Na casa antiga, até eu fazer anos era uma tradição de há séculos,
E a alegria de todos, e a minha, estava certa com uma religião qualquer.
No tempo em que festejavam o dia dos meus anos,
Eu tinha a grande saúde de não perceber coisa nenhuma,
De ser inteligente para entre a família,
E de não ter as esperanças que os outros tinham por mim.
Quando vim a ter esperanças, já não sabia ter esperanças.
Quando vim a olhar para a vida, perdera o sentido da vida.
Sim, o que fui de suposto a mim mesmo,
O que fui de coração e parentesco,
O que fui de serões de meia-província,
O que fui de amarem-me e eu ser menino.
O que fui - ai, meu Deus!, o que só hoje sei que fui...
A que distância!...
(Nem o acho...)
O tempo em que festejavam o dia dos meus anos!
O que eu sou hoje é como a humidade no corredor do fim da casa,
Pondo grelado nas paredes...
O que eu sou hoje (e a casa dos que me amaram treme através das minhas lágrimas),
O que eu sou hoje é terem vendido a casa.
É terem morrido todos,
É estar eu sobrevivente a mim-mesmo como um fósforo frio...
No tempo em que festejavam o dia dos meus anos...
Que meu amor, como uma pessoa, esse tempo!
Desejo físico da alma de se encontrar ali outra vez,
Por uma viagem metafísica e carnal,
Com uma dualidade de eu para mim...
Comer o passado como pão de fome, sem tempo de manteiga nos dentes!
Vejo tudo outra vez com uma nitidez que me cega para o que há aqui...
A mesa posta com mais lugares, com melhores desenhos na loiça, com mais copos,
O aparador com muitas coisas-doces, frutas, o resto na sombra debaixo do alçado -,
As tias velhas, os primos diferentes, e tudo era por minha causa,
No tempo em que festejavam o dia dos meus anos...
Pára, meu coração!
Não pensas! Deixa o pensar na cabeça!
Ó meu Deus, meu Deus, meu Deus!
Hoje já não faço anos.
Duro.
Somam-se-me dias.
Serei velho quando for.
Mais nada.
Raiva de não ter trazido o passado roubado na algibeira!...
O tempo em que festejavam o dia dos meus anos!...
Somam-se os dias, apenas e só!

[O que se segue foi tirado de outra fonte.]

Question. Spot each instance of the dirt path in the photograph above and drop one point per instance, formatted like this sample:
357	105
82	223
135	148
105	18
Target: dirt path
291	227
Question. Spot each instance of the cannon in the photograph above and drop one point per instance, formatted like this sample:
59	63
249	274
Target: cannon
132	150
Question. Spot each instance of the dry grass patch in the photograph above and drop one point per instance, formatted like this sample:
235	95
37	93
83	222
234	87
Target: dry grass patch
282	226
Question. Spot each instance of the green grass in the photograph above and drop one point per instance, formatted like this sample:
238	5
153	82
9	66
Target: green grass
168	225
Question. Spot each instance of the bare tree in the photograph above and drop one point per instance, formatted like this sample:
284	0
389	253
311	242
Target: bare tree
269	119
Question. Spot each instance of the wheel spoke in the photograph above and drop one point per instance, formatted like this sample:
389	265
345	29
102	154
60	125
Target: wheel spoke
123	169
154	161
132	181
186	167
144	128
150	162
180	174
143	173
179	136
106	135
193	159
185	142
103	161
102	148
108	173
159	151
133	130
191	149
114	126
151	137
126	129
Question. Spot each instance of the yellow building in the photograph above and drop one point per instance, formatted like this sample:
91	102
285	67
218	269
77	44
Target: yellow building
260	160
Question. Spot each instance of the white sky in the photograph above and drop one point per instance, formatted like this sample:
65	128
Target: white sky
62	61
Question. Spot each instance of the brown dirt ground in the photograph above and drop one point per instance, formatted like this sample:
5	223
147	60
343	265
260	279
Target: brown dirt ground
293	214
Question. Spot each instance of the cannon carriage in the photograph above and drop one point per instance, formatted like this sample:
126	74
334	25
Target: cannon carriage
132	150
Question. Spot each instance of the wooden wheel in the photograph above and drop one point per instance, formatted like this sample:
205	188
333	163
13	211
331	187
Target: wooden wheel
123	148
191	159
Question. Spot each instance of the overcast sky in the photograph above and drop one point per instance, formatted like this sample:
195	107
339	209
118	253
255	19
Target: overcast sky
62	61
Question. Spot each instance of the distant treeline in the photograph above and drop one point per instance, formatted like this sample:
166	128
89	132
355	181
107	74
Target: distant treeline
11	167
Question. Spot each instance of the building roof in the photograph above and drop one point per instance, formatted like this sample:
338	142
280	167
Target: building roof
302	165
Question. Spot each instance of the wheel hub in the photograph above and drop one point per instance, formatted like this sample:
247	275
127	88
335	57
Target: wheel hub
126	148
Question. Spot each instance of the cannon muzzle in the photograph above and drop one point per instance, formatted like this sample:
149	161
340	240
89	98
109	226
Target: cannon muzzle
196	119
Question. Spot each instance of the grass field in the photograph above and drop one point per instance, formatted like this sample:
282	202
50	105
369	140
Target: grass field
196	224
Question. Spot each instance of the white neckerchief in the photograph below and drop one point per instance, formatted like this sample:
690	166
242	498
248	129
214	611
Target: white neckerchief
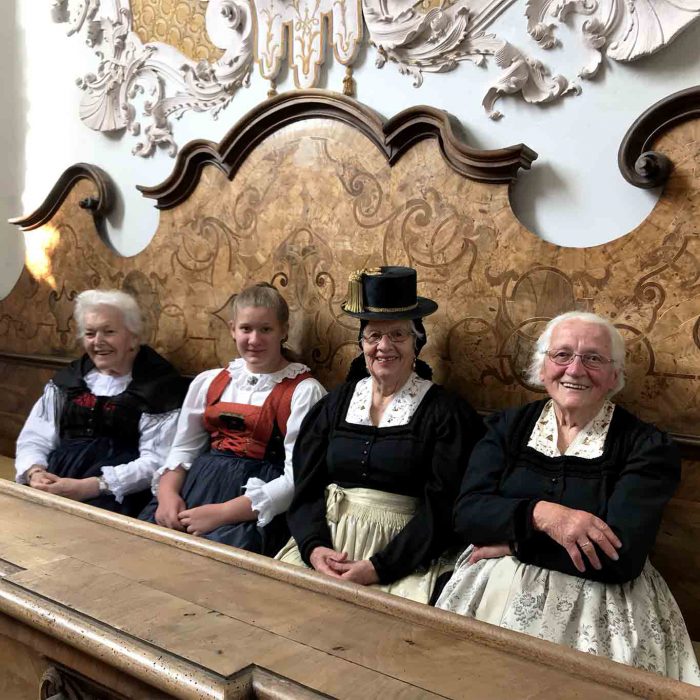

O dia de anos não passa de um dia que se soma ao outro. A infância está lá distante e os outros estão mortos.
Tudo mudou! As perspetivas do que era e do que sou não passam de manchas nas paredes da casa que não apanha Sol.
Somam-se apenas os dias, mais nada!
Esqueci-me de empacotar, todos os cheiros e sabores desses dias em que a inocência não trazia mais do que a alegria no canto dos lábios. Esqueci-me de recordar as grandes esperanças que povoavam esses dias. Esqueci-me de abandonar num canto qualquer a melancolia, e transformei-a na ordem natural das coisas.
Tenho uma grande ternura por este poema. Recorda-me a minha infância. Faz-me lembrar os meus aniversários felizes. E sim, nos meus aniversários felizes ninguém estava morto.
Acredito que a nossa inocência perante a vida termina no dia que nos morre a primeira pessoa que preenche o nosso mundo, o nosso contexto.
Mas isso é quando somos novos, crianças e até a morte é algo "novo" e assustador.
Com o passar do tempo, dos anos, dos desgostos e desilusões, com os dias que correm a morte é mais um número, não passa de uma fatalidade.
Hoje tenho saudades da inocência do dia dos meus anos em que a morte não existia. Pelo menos eu não a via.
Acredito que o que mais me faz falta é ser criança e fazer anos!